The same arrogance behind those decisions is similar to the arrogance we see today when anyone questions Apollo on Steroids.

> The Air Force uses the Shuttle for secret military missions.

Your information is badly out of date. The Air Force hasn't used the Shuttle in years.

> Without the Shuttle, perhaps the Air Force can justify
> spending for its own Spaceplane for high altitude and
> LEO missions.

The Air Force isn't doing anything more than drop tests with Boeing's X-37. There is no funding to do more, because of current White House space policy which is entirely NASA-centric.

> Lewis and Clark were to first lead any organized effort.

The mountain men may not have been "organized," but they were there first. So were the Indians (and they were pretty organized, with chiefs and tribal councils). Exploration was never limited to the 18th-Century equivalent of NASA.

> If we had gone to the Moon and STAYED the first time,
> there I'm certain there would be commercial development
> by now.

Without reliable, affordable transportation and commercial infrastructure, NASA couldn't afford to stay. How many times must the US government make the same mistake?
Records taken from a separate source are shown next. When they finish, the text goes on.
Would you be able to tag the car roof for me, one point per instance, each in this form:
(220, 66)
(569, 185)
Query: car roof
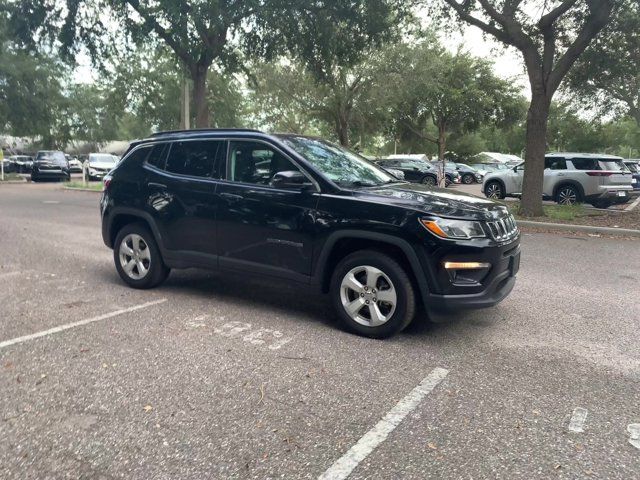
(583, 155)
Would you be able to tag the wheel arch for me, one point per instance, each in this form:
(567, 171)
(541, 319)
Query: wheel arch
(496, 180)
(120, 218)
(340, 244)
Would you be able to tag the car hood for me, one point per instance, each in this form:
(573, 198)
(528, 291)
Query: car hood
(103, 165)
(434, 201)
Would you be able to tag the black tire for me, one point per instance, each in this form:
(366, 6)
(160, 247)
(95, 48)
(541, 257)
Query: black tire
(157, 271)
(568, 195)
(495, 190)
(429, 180)
(405, 306)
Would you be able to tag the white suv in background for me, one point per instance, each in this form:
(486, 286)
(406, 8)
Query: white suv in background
(569, 178)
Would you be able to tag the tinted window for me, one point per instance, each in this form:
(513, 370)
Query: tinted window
(613, 165)
(254, 162)
(585, 163)
(138, 155)
(158, 155)
(555, 163)
(196, 159)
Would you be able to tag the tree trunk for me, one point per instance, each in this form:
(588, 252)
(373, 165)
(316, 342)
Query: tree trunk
(442, 145)
(342, 128)
(536, 143)
(200, 101)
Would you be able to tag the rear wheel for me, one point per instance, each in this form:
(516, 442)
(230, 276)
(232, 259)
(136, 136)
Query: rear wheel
(137, 257)
(372, 294)
(567, 195)
(494, 190)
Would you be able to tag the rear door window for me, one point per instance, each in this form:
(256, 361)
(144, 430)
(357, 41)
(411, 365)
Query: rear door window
(158, 155)
(555, 163)
(200, 158)
(585, 163)
(612, 165)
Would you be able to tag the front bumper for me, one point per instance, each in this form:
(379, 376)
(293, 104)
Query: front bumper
(489, 288)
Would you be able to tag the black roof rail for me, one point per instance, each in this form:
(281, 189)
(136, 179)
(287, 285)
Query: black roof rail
(202, 130)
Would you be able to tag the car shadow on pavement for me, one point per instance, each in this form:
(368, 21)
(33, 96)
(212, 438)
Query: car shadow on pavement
(288, 299)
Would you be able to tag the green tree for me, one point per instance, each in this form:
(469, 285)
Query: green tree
(200, 33)
(550, 36)
(436, 93)
(607, 76)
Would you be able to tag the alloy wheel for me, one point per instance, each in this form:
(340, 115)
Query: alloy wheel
(493, 191)
(368, 296)
(135, 257)
(567, 196)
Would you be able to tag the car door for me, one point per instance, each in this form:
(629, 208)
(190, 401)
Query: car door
(555, 170)
(181, 192)
(263, 227)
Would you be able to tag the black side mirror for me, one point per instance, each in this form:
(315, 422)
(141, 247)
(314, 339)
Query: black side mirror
(291, 179)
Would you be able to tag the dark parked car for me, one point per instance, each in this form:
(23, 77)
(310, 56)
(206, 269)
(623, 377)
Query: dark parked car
(634, 166)
(305, 210)
(50, 165)
(468, 174)
(416, 171)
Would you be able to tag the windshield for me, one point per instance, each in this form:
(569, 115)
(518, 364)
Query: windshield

> Kind of along the lines that trading posts were
> often established outside the gates of an Army fort.

The difference being, the Army didn't insist on spending $20 billion to develop its own super-expensive breed of horse, which "equinauts" could only afford to ride a few times a year.

Your fundamental model is sound, that. Bases on the Moon will be established by civilian settlers, and the US military will eventually be there to protect them.

That has nothing to do with Apollo on Steroids, however. NASA is neither a commercial settler nor a military organization.

> Maybe [NASA] will get out of the commercial
> launch business and turn that all over to the private
> sector. NASA should focus on exploration and research.

Agreed, but that's not what Griffin is doing. He wants to develop not one but two new huge (and hugely expensive) launch systems.